Strangely fatal UDP issue on Windows...

UPDATED: 23 August 2021 see here

One of my clients runs game servers on the cloud. They have an AWFUL lot of them and have run them for a long time. Every so often they have problems with DDOS attacks on their servers. They have upstream DDOS protection from their hosting providers but these take a while to recognise the attacks and so there’s usually a period when the servers are vulnerable. Recently we’ve seen a DDOS on UDP that caused them problems. Initially we thought that it was a recent code release that had made the servers less stable; it was, but only in the sense that some tracing code has made the UDP recv path fractionally less efficient and this had exposed a problem that had been in the server all along. After spending a while in triage with the updated code we narrowed it down to two small code changes and removed them. Since the removal of these changes made no sense in terms of the problem we were seeing I suggested adding a small, harmless, delay in the udp recv path.

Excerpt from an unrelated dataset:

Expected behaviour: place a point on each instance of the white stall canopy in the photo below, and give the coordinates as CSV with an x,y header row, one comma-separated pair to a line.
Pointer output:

Immediately the problem was back.

This morning I managed to reduce the problem to some code that didn’t include their server at all. The simplest synchronous UDP receiver and a simple UDP traffic generator running on a machine using either a real IP or localhost can demonstrate the problem. If the receiver isn’t running and the load generator is pushing datagrams into a black hole then there’s no problem. If the receiver is running fast enough then no problem. If the receiver has a delay in the receive loop then non-paged pool memory starts to grow at a rather fantastic rate.

More worrying is that if you bind a UDP socket to a port and then do NOT issue a recv call and a sender sends a stream of datagrams to that port then this causes non-paged pool usage to grow. Once you start to issue recv calls the non-paged pool usage will go down as you chew through the queued datagrams and as long as you can read the datagrams faster than the sender can send them then there’s no problem… I really should run a test to destruction with this, but there’s no sign of it slowing down and I really don’t want to make my development box blue screen this morning.

I expect that this is some “new-fangled nonsense” in the Windows network stack. Probably a service that’s doing “something useful” and doesn’t throw datagrams away if its source is providing them faster than its sink can consume them. This seems to be a common problem. There seems to be a real reluctance for people to throw network data away if the consumer can’t keep up. I’ve seen this before with network drivers that consume massive amounts of non-paged pool when failing to process outbound offloaded CRC calculations fast enough and when network drivers have ‘flow control’ options enabled which means they try and slow down data flow when the peer can’t keep up with them. At some point a decision needs to be made to throw data away but nobody ever seems to want to be the one to make that decision. Instead non-page pool becomes exhausted and boxes blue screen. At least with these NIC related issues you have a chance to exercise some control in your sending code, you can generally spot that the NIC is slowing down, even if you’re using asynchronous sends and you can decide to reduce the amount you’re sending. I’m pretty sure that, for once, it’s not network drivers this time. The problem is clearly demonstrated using localhost with no network needing to be present. However, network driver issues are easy to work around, usually being send related where we can make code changes or a component that is easy to swap out for another brand…

So, for now, we have a cunning plan to fix the DDOS, a potential support call to Microsoft and some long term grunt work disabling various network related services to see if we can work out where the problem is. Hopefully it’s something obvious that I’m missing or just me being an idiot.